Coming of Middle Age: Das Kapitel mit der KW 23
Wir wollen so sehr gemocht werden, aber das geht selten auf. Je mehr wir es versuchen, desto weniger funktioniert es.
1 Buch der Woche
… ist „Hard Land“ von Benedict Wells. Ich mochte es gerne, aber es hat mich nicht total vom Hocker gehauen. Ich weiß nicht, warum, so ging es mir schon mit „Vom Ende der Einsamkeit“. Irgendwie fühlt sich das Schreiben von Benedict Wells für mich hölzern an.

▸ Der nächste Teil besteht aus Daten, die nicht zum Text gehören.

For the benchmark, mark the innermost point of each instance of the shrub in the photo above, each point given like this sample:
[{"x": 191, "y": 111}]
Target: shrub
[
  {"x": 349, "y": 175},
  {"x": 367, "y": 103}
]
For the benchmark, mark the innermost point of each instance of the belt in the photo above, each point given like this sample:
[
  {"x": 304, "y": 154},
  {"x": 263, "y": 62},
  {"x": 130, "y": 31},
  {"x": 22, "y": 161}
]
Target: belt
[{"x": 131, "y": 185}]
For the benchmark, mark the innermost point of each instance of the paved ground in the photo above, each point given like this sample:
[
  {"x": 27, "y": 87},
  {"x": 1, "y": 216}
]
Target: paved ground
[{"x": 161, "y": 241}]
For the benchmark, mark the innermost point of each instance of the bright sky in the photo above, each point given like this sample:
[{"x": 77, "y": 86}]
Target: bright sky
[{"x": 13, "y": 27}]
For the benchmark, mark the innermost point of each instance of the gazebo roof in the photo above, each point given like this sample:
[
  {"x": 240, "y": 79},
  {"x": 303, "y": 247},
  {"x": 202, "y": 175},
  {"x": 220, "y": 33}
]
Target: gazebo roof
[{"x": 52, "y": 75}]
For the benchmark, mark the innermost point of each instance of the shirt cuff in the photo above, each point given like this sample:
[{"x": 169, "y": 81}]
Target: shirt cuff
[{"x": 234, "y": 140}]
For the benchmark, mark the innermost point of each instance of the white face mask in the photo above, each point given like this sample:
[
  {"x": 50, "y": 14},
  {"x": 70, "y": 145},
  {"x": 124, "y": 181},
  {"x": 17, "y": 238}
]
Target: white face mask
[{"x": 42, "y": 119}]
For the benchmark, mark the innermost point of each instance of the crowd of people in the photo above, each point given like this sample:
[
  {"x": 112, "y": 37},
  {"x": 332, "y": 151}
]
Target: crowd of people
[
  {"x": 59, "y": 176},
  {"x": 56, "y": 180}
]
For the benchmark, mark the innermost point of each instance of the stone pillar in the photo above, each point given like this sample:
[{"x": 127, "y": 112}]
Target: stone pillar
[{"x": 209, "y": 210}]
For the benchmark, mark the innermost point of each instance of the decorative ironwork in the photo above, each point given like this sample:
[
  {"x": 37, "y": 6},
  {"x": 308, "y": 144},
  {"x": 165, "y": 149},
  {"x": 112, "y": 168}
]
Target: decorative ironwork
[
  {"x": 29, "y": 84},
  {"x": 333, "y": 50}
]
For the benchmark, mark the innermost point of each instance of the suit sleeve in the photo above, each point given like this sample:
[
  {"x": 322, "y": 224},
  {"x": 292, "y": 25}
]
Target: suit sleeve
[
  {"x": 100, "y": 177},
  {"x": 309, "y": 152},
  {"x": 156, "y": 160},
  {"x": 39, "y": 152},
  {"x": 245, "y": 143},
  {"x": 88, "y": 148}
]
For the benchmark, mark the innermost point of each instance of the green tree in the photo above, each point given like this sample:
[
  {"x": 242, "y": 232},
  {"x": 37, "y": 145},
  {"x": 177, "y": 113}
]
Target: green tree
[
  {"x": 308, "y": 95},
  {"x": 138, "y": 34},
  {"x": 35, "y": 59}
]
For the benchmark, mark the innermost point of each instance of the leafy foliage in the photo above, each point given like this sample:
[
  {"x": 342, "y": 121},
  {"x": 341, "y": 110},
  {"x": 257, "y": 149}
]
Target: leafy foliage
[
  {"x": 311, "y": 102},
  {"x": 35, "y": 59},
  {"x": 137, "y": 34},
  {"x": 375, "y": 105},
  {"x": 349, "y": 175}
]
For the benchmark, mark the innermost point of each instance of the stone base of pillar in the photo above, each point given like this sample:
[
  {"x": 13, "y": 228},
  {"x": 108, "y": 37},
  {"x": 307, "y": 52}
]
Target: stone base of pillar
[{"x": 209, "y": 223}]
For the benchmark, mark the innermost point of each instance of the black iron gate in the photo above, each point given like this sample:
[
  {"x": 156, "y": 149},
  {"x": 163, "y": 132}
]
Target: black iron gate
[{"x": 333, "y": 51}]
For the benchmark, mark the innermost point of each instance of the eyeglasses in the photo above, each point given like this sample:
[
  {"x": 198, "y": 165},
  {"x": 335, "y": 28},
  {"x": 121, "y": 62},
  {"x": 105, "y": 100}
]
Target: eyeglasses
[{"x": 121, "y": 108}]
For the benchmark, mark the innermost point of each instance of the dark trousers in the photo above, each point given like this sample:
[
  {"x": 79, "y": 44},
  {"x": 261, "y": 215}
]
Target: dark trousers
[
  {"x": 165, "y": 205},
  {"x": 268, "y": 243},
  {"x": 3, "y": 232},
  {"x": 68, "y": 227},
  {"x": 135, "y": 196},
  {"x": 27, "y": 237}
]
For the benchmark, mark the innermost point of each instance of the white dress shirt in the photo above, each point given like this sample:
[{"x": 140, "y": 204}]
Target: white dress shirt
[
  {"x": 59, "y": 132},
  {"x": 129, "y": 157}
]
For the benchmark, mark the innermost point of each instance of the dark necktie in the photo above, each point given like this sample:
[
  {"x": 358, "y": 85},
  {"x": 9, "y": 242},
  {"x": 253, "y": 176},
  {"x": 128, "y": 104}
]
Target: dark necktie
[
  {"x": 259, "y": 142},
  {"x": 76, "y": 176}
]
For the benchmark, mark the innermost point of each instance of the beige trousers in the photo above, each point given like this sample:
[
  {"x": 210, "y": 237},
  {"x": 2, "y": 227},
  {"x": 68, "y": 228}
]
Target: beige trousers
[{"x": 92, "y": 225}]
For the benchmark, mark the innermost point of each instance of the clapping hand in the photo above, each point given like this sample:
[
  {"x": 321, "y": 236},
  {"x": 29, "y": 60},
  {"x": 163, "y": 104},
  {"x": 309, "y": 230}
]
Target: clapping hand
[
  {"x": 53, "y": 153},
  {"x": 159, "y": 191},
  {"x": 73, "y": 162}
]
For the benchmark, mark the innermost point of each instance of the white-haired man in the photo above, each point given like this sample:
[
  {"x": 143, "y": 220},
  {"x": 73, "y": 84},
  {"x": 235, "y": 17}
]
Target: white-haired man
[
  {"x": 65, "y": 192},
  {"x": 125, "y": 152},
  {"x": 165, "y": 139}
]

In Hard Land gibt es ganz viele tolle und fantasievolle Kleinigkeiten und auch ein paar wirklich schöne Zitate (so wie in „Vom Ende der Einsamkeit“). Die meisten sind nicht neu, nun gut, das Buch soll ja auch eine Hommage an das sein, was wir schon kennen. Aber dadurch bleibt ein Nachgeschmack: Seine Literatur will so sehr gemocht werden, dass es auffällig ist. Die Kritiken, die ich bisher dazu gelesen haben, loben seine Zugänglichkeit und Emotionalität; Aspekte, die natürlich vor allem in unserer durch soziale Medien geprägten Gesellschaft wichtig sind und ziehen. Also: Viele schöne Bilder. Dafür aber: Wenig Tiefe. Weggewischt, die nächste Emotion bitte.

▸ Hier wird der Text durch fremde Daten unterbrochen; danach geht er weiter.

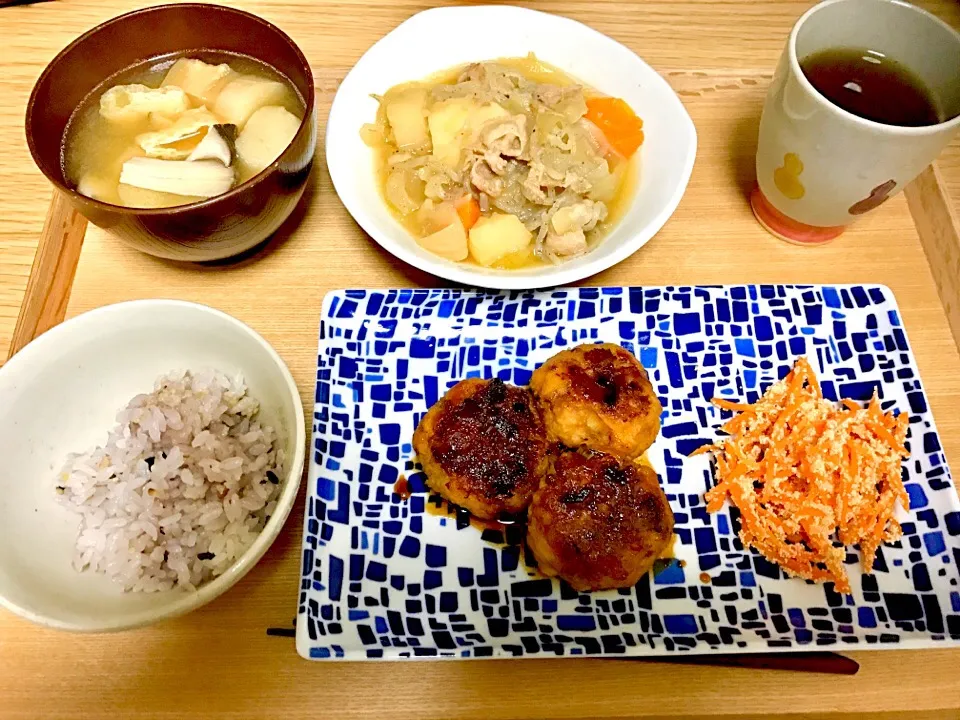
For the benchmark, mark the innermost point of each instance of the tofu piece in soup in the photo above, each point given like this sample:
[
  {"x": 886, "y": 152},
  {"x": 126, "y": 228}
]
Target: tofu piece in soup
[{"x": 265, "y": 136}]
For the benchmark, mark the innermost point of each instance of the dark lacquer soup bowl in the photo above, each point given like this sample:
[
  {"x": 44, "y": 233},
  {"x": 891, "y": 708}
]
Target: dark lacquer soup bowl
[{"x": 211, "y": 229}]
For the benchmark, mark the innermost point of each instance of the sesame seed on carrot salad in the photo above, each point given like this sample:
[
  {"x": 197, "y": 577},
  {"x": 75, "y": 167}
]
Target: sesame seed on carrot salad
[{"x": 810, "y": 476}]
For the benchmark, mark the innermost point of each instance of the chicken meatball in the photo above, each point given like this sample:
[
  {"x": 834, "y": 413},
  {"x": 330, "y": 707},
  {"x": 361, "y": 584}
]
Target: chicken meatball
[
  {"x": 598, "y": 396},
  {"x": 598, "y": 523},
  {"x": 484, "y": 447}
]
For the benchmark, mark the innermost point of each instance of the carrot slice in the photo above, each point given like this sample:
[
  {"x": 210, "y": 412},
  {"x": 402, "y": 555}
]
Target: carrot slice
[
  {"x": 468, "y": 210},
  {"x": 618, "y": 123}
]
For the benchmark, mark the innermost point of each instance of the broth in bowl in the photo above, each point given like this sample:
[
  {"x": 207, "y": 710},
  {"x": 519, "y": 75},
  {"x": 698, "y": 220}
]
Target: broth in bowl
[
  {"x": 180, "y": 129},
  {"x": 507, "y": 164}
]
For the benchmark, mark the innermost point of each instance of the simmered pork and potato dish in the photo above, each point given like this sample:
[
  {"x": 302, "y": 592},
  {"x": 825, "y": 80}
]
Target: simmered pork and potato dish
[{"x": 506, "y": 163}]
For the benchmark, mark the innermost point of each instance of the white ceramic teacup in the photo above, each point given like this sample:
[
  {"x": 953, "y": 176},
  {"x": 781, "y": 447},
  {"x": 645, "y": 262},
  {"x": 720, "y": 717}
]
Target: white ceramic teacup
[{"x": 820, "y": 167}]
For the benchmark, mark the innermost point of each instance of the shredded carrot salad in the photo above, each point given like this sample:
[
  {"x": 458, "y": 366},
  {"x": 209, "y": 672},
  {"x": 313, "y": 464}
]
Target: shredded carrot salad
[{"x": 810, "y": 477}]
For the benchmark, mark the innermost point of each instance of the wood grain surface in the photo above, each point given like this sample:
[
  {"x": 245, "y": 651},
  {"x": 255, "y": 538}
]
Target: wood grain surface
[
  {"x": 219, "y": 662},
  {"x": 51, "y": 277}
]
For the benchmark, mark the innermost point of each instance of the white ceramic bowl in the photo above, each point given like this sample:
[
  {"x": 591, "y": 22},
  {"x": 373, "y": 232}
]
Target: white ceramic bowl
[
  {"x": 60, "y": 394},
  {"x": 441, "y": 38}
]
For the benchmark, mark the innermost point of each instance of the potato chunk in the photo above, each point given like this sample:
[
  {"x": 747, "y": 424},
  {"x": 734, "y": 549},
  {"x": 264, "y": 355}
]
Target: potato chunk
[
  {"x": 244, "y": 95},
  {"x": 405, "y": 113},
  {"x": 132, "y": 103},
  {"x": 447, "y": 121},
  {"x": 495, "y": 236},
  {"x": 198, "y": 79},
  {"x": 450, "y": 242}
]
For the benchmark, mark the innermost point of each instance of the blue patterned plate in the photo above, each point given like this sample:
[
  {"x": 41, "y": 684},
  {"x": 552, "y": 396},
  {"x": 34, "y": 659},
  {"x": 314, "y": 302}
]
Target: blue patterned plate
[{"x": 386, "y": 577}]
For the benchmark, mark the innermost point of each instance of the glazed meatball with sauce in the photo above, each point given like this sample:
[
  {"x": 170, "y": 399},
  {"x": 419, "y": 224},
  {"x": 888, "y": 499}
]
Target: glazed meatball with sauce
[
  {"x": 483, "y": 447},
  {"x": 598, "y": 523},
  {"x": 598, "y": 396}
]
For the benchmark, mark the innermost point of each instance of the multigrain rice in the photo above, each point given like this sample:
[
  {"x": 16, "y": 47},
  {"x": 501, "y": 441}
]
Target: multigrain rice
[{"x": 184, "y": 485}]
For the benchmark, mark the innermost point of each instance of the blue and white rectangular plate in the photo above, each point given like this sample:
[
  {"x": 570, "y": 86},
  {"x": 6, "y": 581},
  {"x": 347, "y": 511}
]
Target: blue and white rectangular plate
[{"x": 384, "y": 577}]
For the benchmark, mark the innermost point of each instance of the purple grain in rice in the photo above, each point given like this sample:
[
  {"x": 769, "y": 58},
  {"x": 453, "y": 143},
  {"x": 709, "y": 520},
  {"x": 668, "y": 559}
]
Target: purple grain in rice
[{"x": 182, "y": 488}]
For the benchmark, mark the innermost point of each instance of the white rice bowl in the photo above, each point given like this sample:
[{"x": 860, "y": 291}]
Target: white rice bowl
[
  {"x": 183, "y": 486},
  {"x": 61, "y": 395}
]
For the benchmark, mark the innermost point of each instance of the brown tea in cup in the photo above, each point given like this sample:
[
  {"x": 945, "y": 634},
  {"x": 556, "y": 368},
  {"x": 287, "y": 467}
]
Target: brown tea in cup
[{"x": 871, "y": 85}]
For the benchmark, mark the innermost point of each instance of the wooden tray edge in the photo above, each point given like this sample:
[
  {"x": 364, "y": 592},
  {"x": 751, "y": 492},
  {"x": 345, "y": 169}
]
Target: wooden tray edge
[
  {"x": 58, "y": 254},
  {"x": 939, "y": 231}
]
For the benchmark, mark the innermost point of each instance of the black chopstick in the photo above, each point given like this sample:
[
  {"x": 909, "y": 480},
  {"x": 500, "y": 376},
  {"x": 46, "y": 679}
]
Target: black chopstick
[{"x": 815, "y": 662}]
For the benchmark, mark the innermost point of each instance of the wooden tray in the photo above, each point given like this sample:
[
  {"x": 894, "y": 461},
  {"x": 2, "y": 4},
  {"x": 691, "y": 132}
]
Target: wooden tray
[{"x": 248, "y": 666}]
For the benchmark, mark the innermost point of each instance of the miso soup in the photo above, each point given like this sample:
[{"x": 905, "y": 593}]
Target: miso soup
[{"x": 180, "y": 129}]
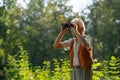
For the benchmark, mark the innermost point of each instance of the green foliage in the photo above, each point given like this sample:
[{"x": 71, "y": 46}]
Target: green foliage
[{"x": 18, "y": 68}]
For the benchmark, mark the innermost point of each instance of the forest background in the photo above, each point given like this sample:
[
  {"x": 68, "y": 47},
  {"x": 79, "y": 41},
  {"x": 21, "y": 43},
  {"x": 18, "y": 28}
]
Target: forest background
[{"x": 27, "y": 37}]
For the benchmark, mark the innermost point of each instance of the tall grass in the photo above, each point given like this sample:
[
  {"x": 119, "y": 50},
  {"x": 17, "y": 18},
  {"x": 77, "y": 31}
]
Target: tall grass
[{"x": 18, "y": 68}]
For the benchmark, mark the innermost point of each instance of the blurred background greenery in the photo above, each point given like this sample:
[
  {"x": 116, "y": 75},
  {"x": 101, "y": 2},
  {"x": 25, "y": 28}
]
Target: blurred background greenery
[{"x": 27, "y": 36}]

Die Figuren sind archetypisch und klischeehaft, es gibt kaum Ambivalenzen (Oder sie wird den Lesenden so sehr aufgequatscht, dass es komplett an der Idee vorbeigeht, denn ja, Ben, wir wissen, dass Sam einen inneren Konflikt hat, aber was genau steht dahinter?). Dafür reiht sich ein ziemlich dramatisches oder zumindest emotional aufregendes Ereignis an das andere, alle Motive, Ideen und Sehnsüchte der 80er Jahre wurden hineingepresst. Größter Scam ist wohl die Perspektive einer Person, die in den USA aufwächst. Die Beschreibung des Alltagslebens im mittleren Westen klingt doch sehr nach europäischer Perspektive – vielleicht, weil Wells selbst nie dort gelebt hat.

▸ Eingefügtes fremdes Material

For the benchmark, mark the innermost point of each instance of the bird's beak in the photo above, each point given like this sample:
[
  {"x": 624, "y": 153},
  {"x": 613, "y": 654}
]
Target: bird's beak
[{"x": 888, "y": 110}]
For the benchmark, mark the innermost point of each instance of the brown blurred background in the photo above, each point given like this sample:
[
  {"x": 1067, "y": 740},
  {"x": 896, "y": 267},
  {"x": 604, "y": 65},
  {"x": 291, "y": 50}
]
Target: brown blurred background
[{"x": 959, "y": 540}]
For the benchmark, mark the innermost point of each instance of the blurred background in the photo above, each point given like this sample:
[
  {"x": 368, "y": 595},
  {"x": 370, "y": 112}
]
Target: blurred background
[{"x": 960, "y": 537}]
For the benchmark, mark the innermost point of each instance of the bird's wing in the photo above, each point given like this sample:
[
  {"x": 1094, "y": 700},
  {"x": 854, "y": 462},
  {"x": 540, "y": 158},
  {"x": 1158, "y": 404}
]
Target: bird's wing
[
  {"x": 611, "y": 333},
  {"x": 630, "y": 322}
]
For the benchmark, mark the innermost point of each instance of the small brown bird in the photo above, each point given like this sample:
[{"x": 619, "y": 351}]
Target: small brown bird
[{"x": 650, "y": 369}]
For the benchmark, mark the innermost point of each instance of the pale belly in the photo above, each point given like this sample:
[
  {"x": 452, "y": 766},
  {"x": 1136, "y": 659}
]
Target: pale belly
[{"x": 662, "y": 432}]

Die Sehnsucht danach scheint bei ihm jedoch tiefer zu liegen, denn eigentlich heißt er mit Nachnamen von Schirach, genau wie einige seiner Verwandten, die mehr oder weniger berühmte Schriftsteller sind. Yet another napo baby. Die Namensänderung hat er mit dem Erbe seines Nazi-Großvaters begründet, von dem er sich abgrenzen will und das ist eigentlich ganz schön. Wells hat er sich ausgesucht, weil er so großer John Irving Fan ist (Homer Wells ist die Hauptfigur aus Gottes Werk und Teufels Beitrag und das ist ein wirklich großartiger Roman), immerhin teilen die beiden den gleichen Verlag und damit dann auch dieselbe Etage in meinem Bücherregal.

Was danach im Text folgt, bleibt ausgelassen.